Girls’ Basketball Captains Demonstrate Outstanding Leadership

Once young people are honored with the title of being a team captain, they should rightfully feel a sense of pride. But, they should also keep in mind that they cannot rest on their laurels. Rather, they should fully understand that the hard work has just begun and ultimately realize that they have responsibilities far greater than just to themselves-indeed they are highly accountable to their coaches and teammates.


This winter season, Sarosha Parsons, Emily Waldenberg, Mykala Healy and Julia Kane have earned team captainship for the Livingston High School girls’ basketball program.
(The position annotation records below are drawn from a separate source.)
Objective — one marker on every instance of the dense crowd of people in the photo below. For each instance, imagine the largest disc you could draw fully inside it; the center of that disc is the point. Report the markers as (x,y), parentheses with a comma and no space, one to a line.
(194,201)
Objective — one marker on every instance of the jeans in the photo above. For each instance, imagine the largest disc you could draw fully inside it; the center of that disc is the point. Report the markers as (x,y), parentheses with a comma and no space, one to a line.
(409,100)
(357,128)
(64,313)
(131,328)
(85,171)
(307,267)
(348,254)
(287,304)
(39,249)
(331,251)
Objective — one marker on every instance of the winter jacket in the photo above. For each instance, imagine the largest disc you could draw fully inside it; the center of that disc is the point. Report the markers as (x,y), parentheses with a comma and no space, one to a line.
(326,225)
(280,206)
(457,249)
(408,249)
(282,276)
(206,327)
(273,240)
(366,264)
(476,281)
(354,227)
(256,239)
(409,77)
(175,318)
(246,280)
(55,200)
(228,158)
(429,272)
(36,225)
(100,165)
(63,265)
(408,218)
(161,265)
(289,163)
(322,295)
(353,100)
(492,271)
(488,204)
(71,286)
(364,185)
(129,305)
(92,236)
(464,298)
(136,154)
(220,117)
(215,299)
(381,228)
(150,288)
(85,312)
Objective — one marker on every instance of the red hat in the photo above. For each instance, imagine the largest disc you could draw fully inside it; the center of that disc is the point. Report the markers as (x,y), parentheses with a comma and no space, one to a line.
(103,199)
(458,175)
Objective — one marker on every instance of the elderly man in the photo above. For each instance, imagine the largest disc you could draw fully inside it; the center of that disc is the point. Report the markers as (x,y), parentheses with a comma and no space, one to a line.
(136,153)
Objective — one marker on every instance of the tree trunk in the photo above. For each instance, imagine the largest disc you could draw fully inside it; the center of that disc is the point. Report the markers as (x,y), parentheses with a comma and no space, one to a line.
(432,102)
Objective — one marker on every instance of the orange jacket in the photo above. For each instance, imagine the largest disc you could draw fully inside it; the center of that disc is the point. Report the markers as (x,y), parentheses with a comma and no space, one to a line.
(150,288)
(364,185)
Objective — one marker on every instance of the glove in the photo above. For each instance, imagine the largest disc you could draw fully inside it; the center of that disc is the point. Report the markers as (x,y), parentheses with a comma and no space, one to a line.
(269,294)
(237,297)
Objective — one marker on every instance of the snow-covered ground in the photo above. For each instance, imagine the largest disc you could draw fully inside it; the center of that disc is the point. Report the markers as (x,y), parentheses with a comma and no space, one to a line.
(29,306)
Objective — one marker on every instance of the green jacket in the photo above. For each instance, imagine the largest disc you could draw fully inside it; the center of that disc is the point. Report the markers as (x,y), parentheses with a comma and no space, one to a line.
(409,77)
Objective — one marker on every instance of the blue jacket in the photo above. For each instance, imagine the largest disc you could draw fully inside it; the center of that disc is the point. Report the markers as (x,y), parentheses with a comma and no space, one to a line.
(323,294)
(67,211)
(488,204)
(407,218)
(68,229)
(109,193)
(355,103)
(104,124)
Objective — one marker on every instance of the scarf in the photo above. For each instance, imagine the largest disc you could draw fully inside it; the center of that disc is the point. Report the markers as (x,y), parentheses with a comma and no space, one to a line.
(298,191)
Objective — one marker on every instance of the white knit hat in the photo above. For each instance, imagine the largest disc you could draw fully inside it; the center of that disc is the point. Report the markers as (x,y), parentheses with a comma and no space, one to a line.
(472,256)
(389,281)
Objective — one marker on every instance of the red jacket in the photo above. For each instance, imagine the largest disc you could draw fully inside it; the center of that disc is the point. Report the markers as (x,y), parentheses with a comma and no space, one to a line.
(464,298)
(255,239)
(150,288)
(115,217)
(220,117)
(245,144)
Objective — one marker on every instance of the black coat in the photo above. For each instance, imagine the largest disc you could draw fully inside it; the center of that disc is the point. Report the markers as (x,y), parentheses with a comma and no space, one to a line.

Each of the captains, according to head coach Courtney Wicks, has demonstrated outstanding leadership.


“They are all seniors,” Wicks said. “I chose these captains because they lead by example, they are well regarded and respected by their school community and the members of the team. They also bring tremendous competitive experience, skills, high level basketball IQ, and the most amazing energy, synergy and attitude. They are the kind of leaders you try to build a legacy around.


“I would be remiss if I didn’t mention that Sarosha Parsons just joined a very few student athletes in Livingston High School history to score 1,000 points,” she adds. “It hasn’t been done in over 16 years.”


Wicks has witnessed the variety of ways in which the leaders of the team have become better players in their own right as well as the way they aide their teammates on a consistent basis.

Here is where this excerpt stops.